»Widersetzen« beklagt Polizeigewalt bei Protesten gegen die AfD

Im NRW-Landtag danken alle Fraktionen der Polizei für den Einsatz beim AfD-Parteitag

Nicht jeder Polizeieinsatz verlief für die Demonstrant*innen in Essen so glimpflich.
Nicht jeder Polizeieinsatz verlief für die Demonstrant*innen in Essen so glimpflich.

Die AfD im Landtag von Nordrhein-Westfalen hat sich eines Tricks bedient, um über den Polizeieinsatz rund um ihren Bundesparteitag am Wochenende reden zu können. Fristgerecht ließ sie eine Debatte über den Polizeieinsatz bei einem lokalen Parteitag vor einigen Wochen in Köln auf die Tagesordnung setzen und ergänzte diesen Diskussionspunkt kurzfristig um zwei Anträge zum Bundesparteitag in Essen. Über diesen sprach der AfD-Abgeordnete Sven Tritschler dann auch nur im Landtagsplenum. »Europaweit« seien Linksradikale mobilisiert worden, um den Parteitag zu verhindern, sagte er und malte ein Schreckensbild davon, was die Delegierten auf ihrem Weg zum Parteitag hatten erleiden müssen. Er machte die Landesregierung dafür verantwortlich.
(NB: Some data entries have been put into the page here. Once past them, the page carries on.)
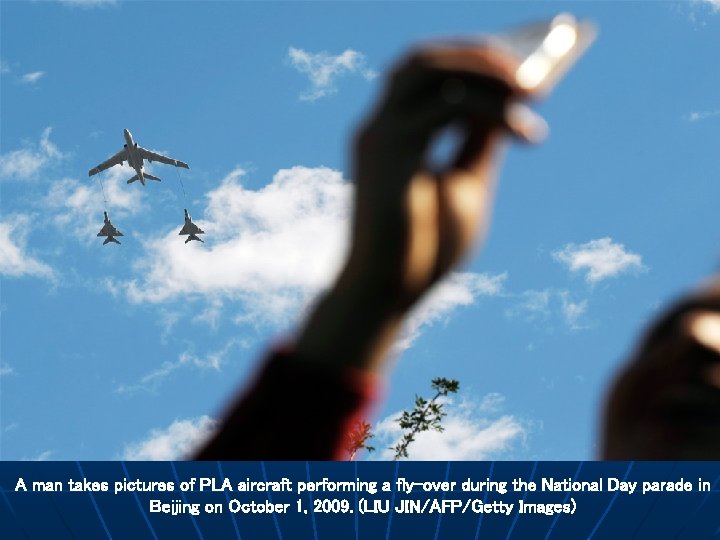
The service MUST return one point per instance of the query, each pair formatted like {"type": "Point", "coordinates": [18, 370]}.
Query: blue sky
{"type": "Point", "coordinates": [130, 351]}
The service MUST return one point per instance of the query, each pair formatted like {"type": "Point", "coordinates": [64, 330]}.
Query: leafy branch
{"type": "Point", "coordinates": [425, 416]}
{"type": "Point", "coordinates": [357, 439]}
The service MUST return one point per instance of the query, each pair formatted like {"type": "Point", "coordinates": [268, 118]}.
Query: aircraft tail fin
{"type": "Point", "coordinates": [110, 239]}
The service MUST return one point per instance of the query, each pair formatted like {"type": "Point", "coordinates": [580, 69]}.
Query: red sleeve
{"type": "Point", "coordinates": [294, 410]}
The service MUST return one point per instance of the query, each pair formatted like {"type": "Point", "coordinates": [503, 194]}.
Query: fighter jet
{"type": "Point", "coordinates": [134, 155]}
{"type": "Point", "coordinates": [191, 229]}
{"type": "Point", "coordinates": [110, 231]}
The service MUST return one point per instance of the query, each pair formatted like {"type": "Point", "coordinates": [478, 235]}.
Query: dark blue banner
{"type": "Point", "coordinates": [365, 500]}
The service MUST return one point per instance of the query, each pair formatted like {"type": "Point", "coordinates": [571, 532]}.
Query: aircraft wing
{"type": "Point", "coordinates": [191, 229]}
{"type": "Point", "coordinates": [109, 230]}
{"type": "Point", "coordinates": [152, 156]}
{"type": "Point", "coordinates": [117, 159]}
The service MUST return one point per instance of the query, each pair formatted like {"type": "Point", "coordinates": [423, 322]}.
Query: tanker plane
{"type": "Point", "coordinates": [134, 155]}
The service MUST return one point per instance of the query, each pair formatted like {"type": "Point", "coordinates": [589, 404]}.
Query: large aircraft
{"type": "Point", "coordinates": [134, 155]}
{"type": "Point", "coordinates": [191, 229]}
{"type": "Point", "coordinates": [110, 231]}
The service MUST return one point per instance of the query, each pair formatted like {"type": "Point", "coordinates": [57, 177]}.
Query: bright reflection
{"type": "Point", "coordinates": [560, 40]}
{"type": "Point", "coordinates": [705, 328]}
{"type": "Point", "coordinates": [537, 66]}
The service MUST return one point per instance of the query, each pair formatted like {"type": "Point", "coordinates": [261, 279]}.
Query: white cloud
{"type": "Point", "coordinates": [602, 258]}
{"type": "Point", "coordinates": [466, 435]}
{"type": "Point", "coordinates": [534, 305]}
{"type": "Point", "coordinates": [32, 77]}
{"type": "Point", "coordinates": [14, 260]}
{"type": "Point", "coordinates": [151, 380]}
{"type": "Point", "coordinates": [77, 205]}
{"type": "Point", "coordinates": [273, 250]}
{"type": "Point", "coordinates": [173, 443]}
{"type": "Point", "coordinates": [491, 403]}
{"type": "Point", "coordinates": [573, 311]}
{"type": "Point", "coordinates": [458, 289]}
{"type": "Point", "coordinates": [696, 116]}
{"type": "Point", "coordinates": [27, 162]}
{"type": "Point", "coordinates": [323, 69]}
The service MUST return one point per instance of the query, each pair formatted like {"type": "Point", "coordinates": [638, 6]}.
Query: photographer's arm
{"type": "Point", "coordinates": [411, 225]}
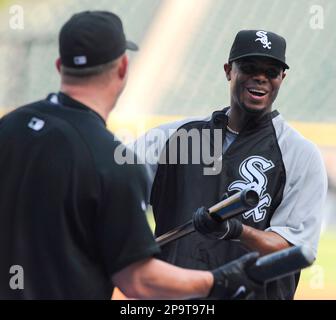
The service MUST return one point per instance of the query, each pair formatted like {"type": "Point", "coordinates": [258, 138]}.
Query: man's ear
{"type": "Point", "coordinates": [227, 69]}
{"type": "Point", "coordinates": [123, 67]}
{"type": "Point", "coordinates": [58, 64]}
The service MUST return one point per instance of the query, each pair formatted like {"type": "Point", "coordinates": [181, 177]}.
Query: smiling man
{"type": "Point", "coordinates": [257, 150]}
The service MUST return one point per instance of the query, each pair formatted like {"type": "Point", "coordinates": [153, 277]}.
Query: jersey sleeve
{"type": "Point", "coordinates": [299, 216]}
{"type": "Point", "coordinates": [123, 233]}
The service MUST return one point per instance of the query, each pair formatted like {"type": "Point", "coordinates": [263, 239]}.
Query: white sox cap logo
{"type": "Point", "coordinates": [262, 37]}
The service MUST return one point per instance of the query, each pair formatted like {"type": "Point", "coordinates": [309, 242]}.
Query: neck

Dass Ministerpräsident Hendrik Wüst (CDU) die AfD als Nazi-Partei bezeichnet hatte, hielt Tritschler für »schäbig«. An Innenminister Herbert Reul (CDU) erging sein Vorwurf, die Polizei zu gefährden, wenn die Täter »die Richtigen« seien und es gegen die AfD gehe. Der Polizeiführung in Teilen von NRW warf Tritschler ein Verhalten vor, dass an »Arbeitsverweigerung« grenze, und kündigte an, dass diejenigen, die dafür verantwortlich seien, bald zur »Rechenschaft« gezogen würden.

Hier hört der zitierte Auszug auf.